Bring this mixture to the boil-not a roiling boil, just the beginnings of a boil when tiny delicate bubbles circle the rim of the pot.

Now remove the pot from stove.

Whi;p up the eggs until frothy. Don’t do this by hand. Use a mixer. It’s best to whip eggs while the borsht is heating up.

While your eggs are beating themselves think about your grandmother who probably used a hand beater (and may not have had have jarred borsht either)

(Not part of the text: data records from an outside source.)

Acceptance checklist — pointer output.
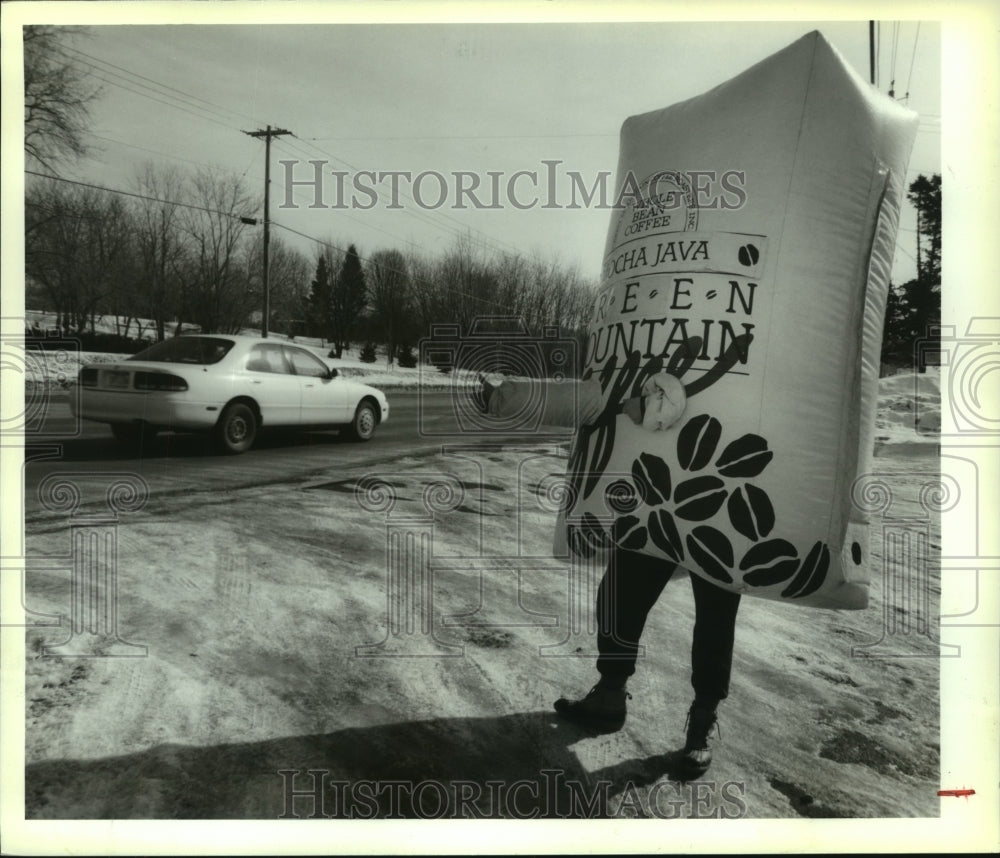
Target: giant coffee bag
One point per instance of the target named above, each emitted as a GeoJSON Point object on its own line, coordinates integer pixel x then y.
{"type": "Point", "coordinates": [750, 257]}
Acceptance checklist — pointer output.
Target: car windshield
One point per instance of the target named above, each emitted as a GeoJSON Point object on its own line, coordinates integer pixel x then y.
{"type": "Point", "coordinates": [201, 350]}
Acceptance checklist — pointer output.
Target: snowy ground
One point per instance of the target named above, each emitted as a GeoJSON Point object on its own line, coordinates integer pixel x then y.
{"type": "Point", "coordinates": [270, 648]}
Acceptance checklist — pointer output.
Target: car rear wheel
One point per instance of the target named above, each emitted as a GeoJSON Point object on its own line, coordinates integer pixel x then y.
{"type": "Point", "coordinates": [365, 420]}
{"type": "Point", "coordinates": [237, 428]}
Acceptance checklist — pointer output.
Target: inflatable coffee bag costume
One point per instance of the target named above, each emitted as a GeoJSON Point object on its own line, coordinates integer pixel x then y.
{"type": "Point", "coordinates": [742, 301]}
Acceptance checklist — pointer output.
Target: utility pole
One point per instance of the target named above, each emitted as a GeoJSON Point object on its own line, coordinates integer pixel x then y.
{"type": "Point", "coordinates": [267, 135]}
{"type": "Point", "coordinates": [871, 50]}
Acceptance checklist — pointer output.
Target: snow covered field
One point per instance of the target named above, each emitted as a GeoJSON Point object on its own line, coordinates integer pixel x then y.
{"type": "Point", "coordinates": [270, 648]}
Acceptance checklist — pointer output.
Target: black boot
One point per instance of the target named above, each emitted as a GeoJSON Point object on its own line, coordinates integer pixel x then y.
{"type": "Point", "coordinates": [603, 708]}
{"type": "Point", "coordinates": [697, 756]}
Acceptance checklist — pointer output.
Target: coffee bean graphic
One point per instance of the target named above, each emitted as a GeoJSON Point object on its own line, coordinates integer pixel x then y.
{"type": "Point", "coordinates": [587, 537]}
{"type": "Point", "coordinates": [750, 512]}
{"type": "Point", "coordinates": [699, 498]}
{"type": "Point", "coordinates": [632, 541]}
{"type": "Point", "coordinates": [663, 532]}
{"type": "Point", "coordinates": [712, 551]}
{"type": "Point", "coordinates": [697, 441]}
{"type": "Point", "coordinates": [811, 573]}
{"type": "Point", "coordinates": [652, 479]}
{"type": "Point", "coordinates": [748, 255]}
{"type": "Point", "coordinates": [747, 456]}
{"type": "Point", "coordinates": [621, 496]}
{"type": "Point", "coordinates": [769, 562]}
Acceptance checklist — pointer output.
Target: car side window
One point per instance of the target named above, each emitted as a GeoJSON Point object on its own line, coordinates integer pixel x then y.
{"type": "Point", "coordinates": [305, 363]}
{"type": "Point", "coordinates": [266, 357]}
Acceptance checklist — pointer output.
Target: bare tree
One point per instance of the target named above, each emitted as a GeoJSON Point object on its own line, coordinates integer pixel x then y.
{"type": "Point", "coordinates": [79, 249]}
{"type": "Point", "coordinates": [57, 97]}
{"type": "Point", "coordinates": [215, 291]}
{"type": "Point", "coordinates": [159, 243]}
{"type": "Point", "coordinates": [288, 279]}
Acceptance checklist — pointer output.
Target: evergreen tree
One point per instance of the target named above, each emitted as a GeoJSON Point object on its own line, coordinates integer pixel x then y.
{"type": "Point", "coordinates": [350, 296]}
{"type": "Point", "coordinates": [921, 298]}
{"type": "Point", "coordinates": [319, 304]}
{"type": "Point", "coordinates": [914, 308]}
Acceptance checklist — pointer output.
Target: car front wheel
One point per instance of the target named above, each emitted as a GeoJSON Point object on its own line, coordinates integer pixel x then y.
{"type": "Point", "coordinates": [237, 428]}
{"type": "Point", "coordinates": [365, 420]}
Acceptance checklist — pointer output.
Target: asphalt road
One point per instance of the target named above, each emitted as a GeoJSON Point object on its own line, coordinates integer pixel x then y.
{"type": "Point", "coordinates": [85, 457]}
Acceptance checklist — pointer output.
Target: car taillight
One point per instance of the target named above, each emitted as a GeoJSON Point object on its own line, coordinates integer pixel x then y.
{"type": "Point", "coordinates": [158, 381]}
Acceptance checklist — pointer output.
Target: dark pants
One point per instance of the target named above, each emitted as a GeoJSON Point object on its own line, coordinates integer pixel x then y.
{"type": "Point", "coordinates": [630, 587]}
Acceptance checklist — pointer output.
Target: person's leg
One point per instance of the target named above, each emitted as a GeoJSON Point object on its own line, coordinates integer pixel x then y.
{"type": "Point", "coordinates": [712, 644]}
{"type": "Point", "coordinates": [711, 667]}
{"type": "Point", "coordinates": [630, 587]}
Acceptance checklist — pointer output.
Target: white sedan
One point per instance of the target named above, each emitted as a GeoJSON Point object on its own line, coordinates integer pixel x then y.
{"type": "Point", "coordinates": [225, 384]}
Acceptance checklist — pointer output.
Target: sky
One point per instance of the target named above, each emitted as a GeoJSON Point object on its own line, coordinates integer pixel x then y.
{"type": "Point", "coordinates": [444, 97]}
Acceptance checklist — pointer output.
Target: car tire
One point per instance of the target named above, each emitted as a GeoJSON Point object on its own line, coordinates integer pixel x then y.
{"type": "Point", "coordinates": [237, 428]}
{"type": "Point", "coordinates": [133, 434]}
{"type": "Point", "coordinates": [365, 420]}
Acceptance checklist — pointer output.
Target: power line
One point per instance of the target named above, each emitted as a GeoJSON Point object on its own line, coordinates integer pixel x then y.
{"type": "Point", "coordinates": [132, 194]}
{"type": "Point", "coordinates": [187, 95]}
{"type": "Point", "coordinates": [425, 217]}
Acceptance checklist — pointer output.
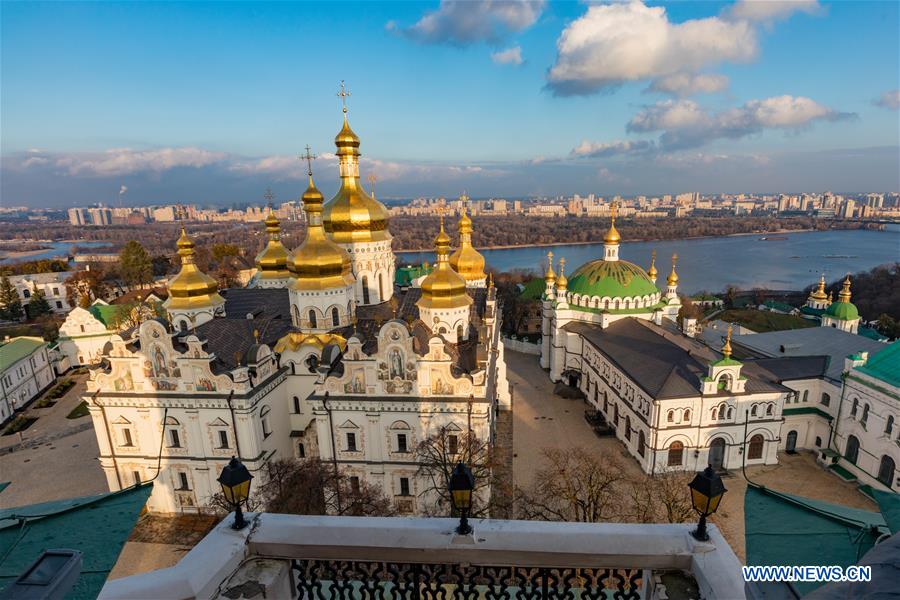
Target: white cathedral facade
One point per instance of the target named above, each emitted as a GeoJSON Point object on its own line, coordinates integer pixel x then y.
{"type": "Point", "coordinates": [321, 357]}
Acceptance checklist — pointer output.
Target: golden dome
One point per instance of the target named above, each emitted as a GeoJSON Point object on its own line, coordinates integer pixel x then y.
{"type": "Point", "coordinates": [549, 275]}
{"type": "Point", "coordinates": [353, 215]}
{"type": "Point", "coordinates": [561, 281]}
{"type": "Point", "coordinates": [443, 287]}
{"type": "Point", "coordinates": [612, 235]}
{"type": "Point", "coordinates": [673, 276]}
{"type": "Point", "coordinates": [273, 261]}
{"type": "Point", "coordinates": [466, 260]}
{"type": "Point", "coordinates": [819, 292]}
{"type": "Point", "coordinates": [319, 263]}
{"type": "Point", "coordinates": [191, 288]}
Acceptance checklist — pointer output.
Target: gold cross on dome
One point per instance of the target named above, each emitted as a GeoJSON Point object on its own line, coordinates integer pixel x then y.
{"type": "Point", "coordinates": [308, 157]}
{"type": "Point", "coordinates": [343, 95]}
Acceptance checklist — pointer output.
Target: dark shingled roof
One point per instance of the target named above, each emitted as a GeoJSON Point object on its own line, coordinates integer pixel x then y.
{"type": "Point", "coordinates": [664, 364]}
{"type": "Point", "coordinates": [273, 303]}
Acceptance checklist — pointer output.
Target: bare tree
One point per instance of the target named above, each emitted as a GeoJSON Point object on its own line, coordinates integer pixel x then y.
{"type": "Point", "coordinates": [439, 454]}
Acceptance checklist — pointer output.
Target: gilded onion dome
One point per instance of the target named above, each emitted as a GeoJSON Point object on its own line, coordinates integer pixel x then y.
{"type": "Point", "coordinates": [273, 261]}
{"type": "Point", "coordinates": [318, 263]}
{"type": "Point", "coordinates": [191, 288]}
{"type": "Point", "coordinates": [819, 292]}
{"type": "Point", "coordinates": [353, 215]}
{"type": "Point", "coordinates": [466, 260]}
{"type": "Point", "coordinates": [443, 287]}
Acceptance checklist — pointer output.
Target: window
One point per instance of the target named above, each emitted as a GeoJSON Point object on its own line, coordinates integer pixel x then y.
{"type": "Point", "coordinates": [756, 446]}
{"type": "Point", "coordinates": [676, 454]}
{"type": "Point", "coordinates": [886, 470]}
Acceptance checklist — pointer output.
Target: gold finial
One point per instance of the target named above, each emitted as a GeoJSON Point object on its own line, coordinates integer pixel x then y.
{"type": "Point", "coordinates": [308, 157]}
{"type": "Point", "coordinates": [343, 95]}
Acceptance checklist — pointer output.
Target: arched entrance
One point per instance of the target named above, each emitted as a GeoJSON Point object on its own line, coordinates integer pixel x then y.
{"type": "Point", "coordinates": [790, 445]}
{"type": "Point", "coordinates": [717, 454]}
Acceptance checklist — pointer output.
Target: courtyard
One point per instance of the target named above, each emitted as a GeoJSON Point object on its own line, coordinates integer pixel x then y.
{"type": "Point", "coordinates": [542, 419]}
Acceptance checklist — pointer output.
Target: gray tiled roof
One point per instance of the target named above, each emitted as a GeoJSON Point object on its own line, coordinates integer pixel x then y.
{"type": "Point", "coordinates": [814, 341]}
{"type": "Point", "coordinates": [664, 364]}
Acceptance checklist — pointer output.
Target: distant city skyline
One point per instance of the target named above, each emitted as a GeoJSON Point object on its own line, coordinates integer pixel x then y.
{"type": "Point", "coordinates": [211, 103]}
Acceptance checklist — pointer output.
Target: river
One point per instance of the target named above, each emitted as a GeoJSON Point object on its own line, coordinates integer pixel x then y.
{"type": "Point", "coordinates": [712, 263]}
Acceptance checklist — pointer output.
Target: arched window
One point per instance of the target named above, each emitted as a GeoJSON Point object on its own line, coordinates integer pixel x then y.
{"type": "Point", "coordinates": [851, 453]}
{"type": "Point", "coordinates": [886, 471]}
{"type": "Point", "coordinates": [756, 446]}
{"type": "Point", "coordinates": [676, 454]}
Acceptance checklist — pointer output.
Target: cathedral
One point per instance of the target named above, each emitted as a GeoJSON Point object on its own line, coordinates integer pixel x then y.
{"type": "Point", "coordinates": [322, 356]}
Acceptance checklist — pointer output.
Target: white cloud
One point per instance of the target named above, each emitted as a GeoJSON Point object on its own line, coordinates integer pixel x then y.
{"type": "Point", "coordinates": [510, 56]}
{"type": "Point", "coordinates": [125, 161]}
{"type": "Point", "coordinates": [688, 84]}
{"type": "Point", "coordinates": [685, 123]}
{"type": "Point", "coordinates": [772, 10]}
{"type": "Point", "coordinates": [889, 99]}
{"type": "Point", "coordinates": [600, 149]}
{"type": "Point", "coordinates": [464, 22]}
{"type": "Point", "coordinates": [615, 43]}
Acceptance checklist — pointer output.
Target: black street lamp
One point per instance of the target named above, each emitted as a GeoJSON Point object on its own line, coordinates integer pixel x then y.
{"type": "Point", "coordinates": [235, 481]}
{"type": "Point", "coordinates": [707, 490]}
{"type": "Point", "coordinates": [462, 482]}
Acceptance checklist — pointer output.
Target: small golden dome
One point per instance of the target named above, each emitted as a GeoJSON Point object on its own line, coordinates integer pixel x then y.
{"type": "Point", "coordinates": [353, 215]}
{"type": "Point", "coordinates": [191, 288]}
{"type": "Point", "coordinates": [319, 263]}
{"type": "Point", "coordinates": [273, 260]}
{"type": "Point", "coordinates": [443, 287]}
{"type": "Point", "coordinates": [466, 260]}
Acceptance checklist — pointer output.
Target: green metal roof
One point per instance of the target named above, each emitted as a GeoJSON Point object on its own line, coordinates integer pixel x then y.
{"type": "Point", "coordinates": [845, 311]}
{"type": "Point", "coordinates": [616, 279]}
{"type": "Point", "coordinates": [97, 526]}
{"type": "Point", "coordinates": [18, 348]}
{"type": "Point", "coordinates": [783, 529]}
{"type": "Point", "coordinates": [885, 365]}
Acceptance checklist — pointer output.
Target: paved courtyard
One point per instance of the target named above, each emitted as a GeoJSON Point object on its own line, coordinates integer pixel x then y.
{"type": "Point", "coordinates": [55, 458]}
{"type": "Point", "coordinates": [542, 419]}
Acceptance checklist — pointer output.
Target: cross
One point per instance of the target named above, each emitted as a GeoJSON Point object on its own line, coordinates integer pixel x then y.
{"type": "Point", "coordinates": [308, 157]}
{"type": "Point", "coordinates": [343, 95]}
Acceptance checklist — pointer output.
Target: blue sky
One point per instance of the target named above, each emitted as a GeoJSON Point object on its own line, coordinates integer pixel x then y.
{"type": "Point", "coordinates": [210, 102]}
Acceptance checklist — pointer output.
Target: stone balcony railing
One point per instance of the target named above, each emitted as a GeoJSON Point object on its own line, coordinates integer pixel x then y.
{"type": "Point", "coordinates": [289, 556]}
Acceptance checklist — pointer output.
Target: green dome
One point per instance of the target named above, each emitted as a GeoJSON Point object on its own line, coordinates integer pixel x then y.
{"type": "Point", "coordinates": [843, 311]}
{"type": "Point", "coordinates": [616, 279]}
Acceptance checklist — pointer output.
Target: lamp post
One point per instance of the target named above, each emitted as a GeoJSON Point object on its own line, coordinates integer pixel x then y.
{"type": "Point", "coordinates": [707, 490]}
{"type": "Point", "coordinates": [462, 482]}
{"type": "Point", "coordinates": [235, 482]}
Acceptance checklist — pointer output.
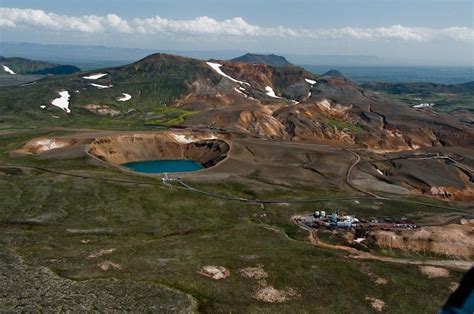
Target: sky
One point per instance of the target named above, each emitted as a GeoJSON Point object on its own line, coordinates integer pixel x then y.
{"type": "Point", "coordinates": [416, 31]}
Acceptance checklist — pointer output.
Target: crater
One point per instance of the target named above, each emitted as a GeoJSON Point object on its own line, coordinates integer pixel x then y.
{"type": "Point", "coordinates": [160, 152]}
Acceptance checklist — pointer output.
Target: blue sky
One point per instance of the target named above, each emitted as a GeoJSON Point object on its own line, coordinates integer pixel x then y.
{"type": "Point", "coordinates": [427, 31]}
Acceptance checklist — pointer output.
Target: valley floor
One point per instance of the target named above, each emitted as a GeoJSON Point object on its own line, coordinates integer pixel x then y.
{"type": "Point", "coordinates": [121, 240]}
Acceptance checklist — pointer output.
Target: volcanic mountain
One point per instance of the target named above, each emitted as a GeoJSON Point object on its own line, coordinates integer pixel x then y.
{"type": "Point", "coordinates": [287, 103]}
{"type": "Point", "coordinates": [271, 59]}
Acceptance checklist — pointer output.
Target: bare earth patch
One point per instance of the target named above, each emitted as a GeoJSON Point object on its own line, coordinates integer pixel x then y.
{"type": "Point", "coordinates": [257, 273]}
{"type": "Point", "coordinates": [214, 272]}
{"type": "Point", "coordinates": [381, 281]}
{"type": "Point", "coordinates": [377, 304]}
{"type": "Point", "coordinates": [102, 253]}
{"type": "Point", "coordinates": [453, 286]}
{"type": "Point", "coordinates": [271, 295]}
{"type": "Point", "coordinates": [434, 272]}
{"type": "Point", "coordinates": [106, 265]}
{"type": "Point", "coordinates": [266, 292]}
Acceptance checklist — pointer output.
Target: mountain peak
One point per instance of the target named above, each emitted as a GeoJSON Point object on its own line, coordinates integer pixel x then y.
{"type": "Point", "coordinates": [270, 59]}
{"type": "Point", "coordinates": [334, 73]}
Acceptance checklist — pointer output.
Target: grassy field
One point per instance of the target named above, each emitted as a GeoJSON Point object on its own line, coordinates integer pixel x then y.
{"type": "Point", "coordinates": [165, 235]}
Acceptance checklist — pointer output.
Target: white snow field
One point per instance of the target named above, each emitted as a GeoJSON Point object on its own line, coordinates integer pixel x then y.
{"type": "Point", "coordinates": [216, 67]}
{"type": "Point", "coordinates": [8, 70]}
{"type": "Point", "coordinates": [94, 76]}
{"type": "Point", "coordinates": [100, 86]}
{"type": "Point", "coordinates": [63, 101]}
{"type": "Point", "coordinates": [271, 93]}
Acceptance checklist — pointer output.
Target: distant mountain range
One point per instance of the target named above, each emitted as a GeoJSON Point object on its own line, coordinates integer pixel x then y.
{"type": "Point", "coordinates": [271, 59]}
{"type": "Point", "coordinates": [28, 66]}
{"type": "Point", "coordinates": [99, 56]}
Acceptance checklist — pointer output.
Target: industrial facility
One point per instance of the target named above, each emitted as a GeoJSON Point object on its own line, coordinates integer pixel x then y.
{"type": "Point", "coordinates": [320, 219]}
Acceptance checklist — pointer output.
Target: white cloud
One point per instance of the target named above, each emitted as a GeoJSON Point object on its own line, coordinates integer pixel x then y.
{"type": "Point", "coordinates": [237, 26]}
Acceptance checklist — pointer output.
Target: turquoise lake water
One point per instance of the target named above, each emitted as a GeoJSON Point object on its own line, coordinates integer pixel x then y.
{"type": "Point", "coordinates": [162, 166]}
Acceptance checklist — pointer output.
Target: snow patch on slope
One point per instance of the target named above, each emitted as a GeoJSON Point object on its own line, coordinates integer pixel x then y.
{"type": "Point", "coordinates": [63, 101]}
{"type": "Point", "coordinates": [100, 86]}
{"type": "Point", "coordinates": [8, 70]}
{"type": "Point", "coordinates": [240, 92]}
{"type": "Point", "coordinates": [125, 97]}
{"type": "Point", "coordinates": [94, 76]}
{"type": "Point", "coordinates": [271, 93]}
{"type": "Point", "coordinates": [217, 67]}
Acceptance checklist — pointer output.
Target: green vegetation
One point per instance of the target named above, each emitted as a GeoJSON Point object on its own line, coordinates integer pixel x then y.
{"type": "Point", "coordinates": [164, 235]}
{"type": "Point", "coordinates": [169, 116]}
{"type": "Point", "coordinates": [445, 97]}
{"type": "Point", "coordinates": [28, 66]}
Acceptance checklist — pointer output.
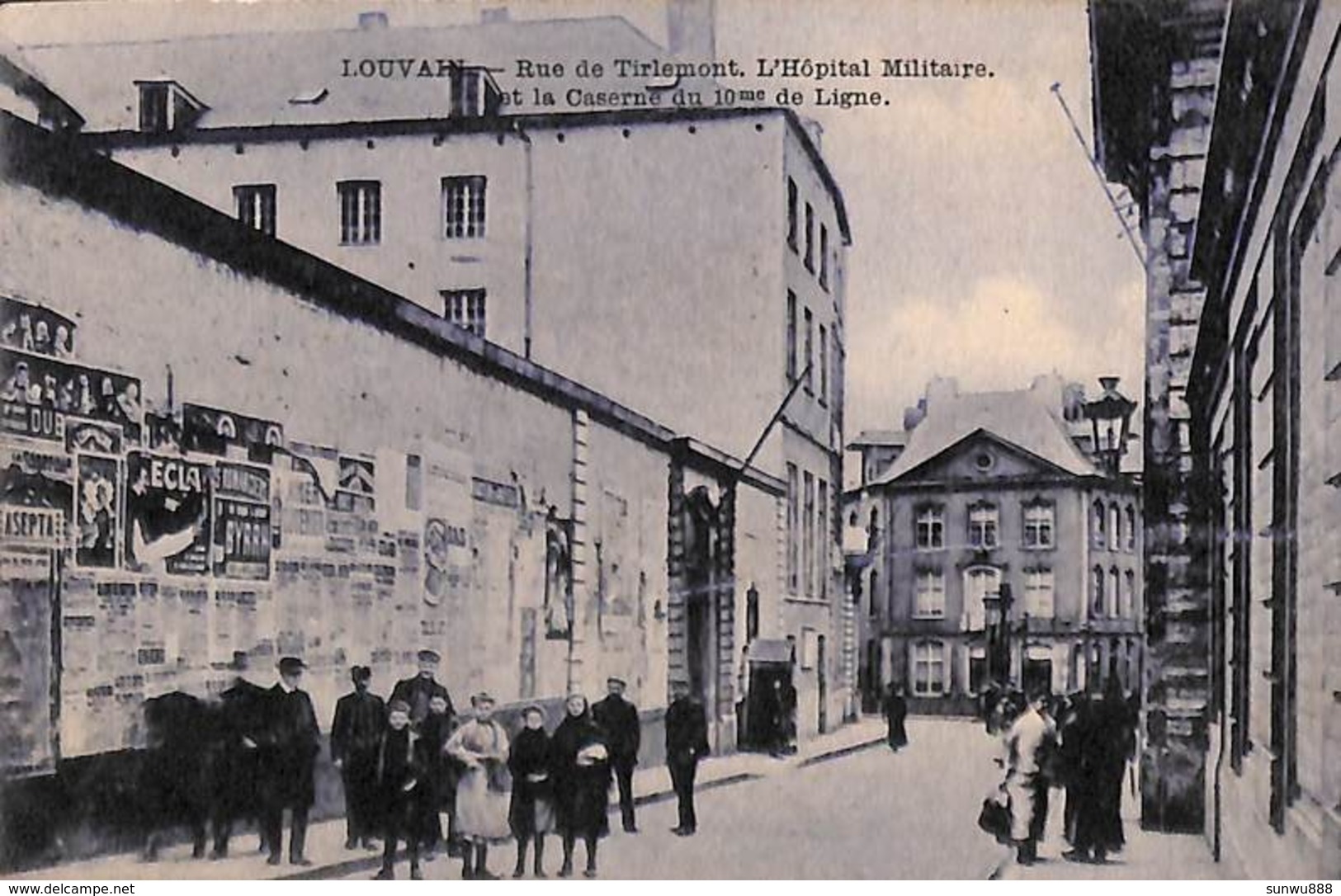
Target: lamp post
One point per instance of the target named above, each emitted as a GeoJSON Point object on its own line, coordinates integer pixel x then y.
{"type": "Point", "coordinates": [1111, 422]}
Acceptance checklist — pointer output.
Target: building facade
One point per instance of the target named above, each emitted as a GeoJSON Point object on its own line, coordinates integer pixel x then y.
{"type": "Point", "coordinates": [487, 215]}
{"type": "Point", "coordinates": [1154, 77]}
{"type": "Point", "coordinates": [1263, 404]}
{"type": "Point", "coordinates": [197, 480]}
{"type": "Point", "coordinates": [994, 502]}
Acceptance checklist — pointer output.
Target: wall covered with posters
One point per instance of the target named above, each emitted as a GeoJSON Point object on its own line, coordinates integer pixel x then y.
{"type": "Point", "coordinates": [270, 476]}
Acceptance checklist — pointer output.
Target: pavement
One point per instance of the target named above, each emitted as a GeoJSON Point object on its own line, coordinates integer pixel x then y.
{"type": "Point", "coordinates": [326, 838]}
{"type": "Point", "coordinates": [1147, 855]}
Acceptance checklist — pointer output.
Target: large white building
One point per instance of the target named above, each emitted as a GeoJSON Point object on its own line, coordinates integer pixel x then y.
{"type": "Point", "coordinates": [687, 261]}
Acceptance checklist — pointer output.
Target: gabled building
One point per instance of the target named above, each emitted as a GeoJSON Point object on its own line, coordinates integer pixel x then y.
{"type": "Point", "coordinates": [994, 505]}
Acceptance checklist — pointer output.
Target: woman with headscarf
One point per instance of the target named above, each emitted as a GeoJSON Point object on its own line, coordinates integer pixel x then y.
{"type": "Point", "coordinates": [531, 814]}
{"type": "Point", "coordinates": [579, 765]}
{"type": "Point", "coordinates": [482, 793]}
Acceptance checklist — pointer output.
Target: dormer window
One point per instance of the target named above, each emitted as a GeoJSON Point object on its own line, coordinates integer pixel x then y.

Now comes the intagashlingination.

Pour the heated borsht into a heat proof measuring cup with a spout and slowly pour it over the beaten eggs while the mixer is running. Keep the stream of borsht thin otherwise the eggs might curdle

Now you are done. Put the borsht in the fridge right away .

Serve very cold .

You can serve it in glasses like a shake or in a shallow soup bowl garnished with a boiled potato wedge and/or a scoop of sour cream.

Do not freeze

Enjoy

Confession. I wanted to add with a photo of a boiled potato wedge sitting like a canoe inside a pink borsht lake but every time I tried to photograph this scene my potato sank. By the time I fished it out it was covered with pink goo and not very pretty.

Fancying myself a food stylist, I inserted toothpicksk to hold it up, but alas, my potato still sank.

I now realize that my problem was that my soup bowl was too deep. For the desired look, I needed a shallower bowl.

With Pesach around the corner, I didn’t have time to rush out and buy supplies so dear reader, please use your imagination. Let me know how it turns out.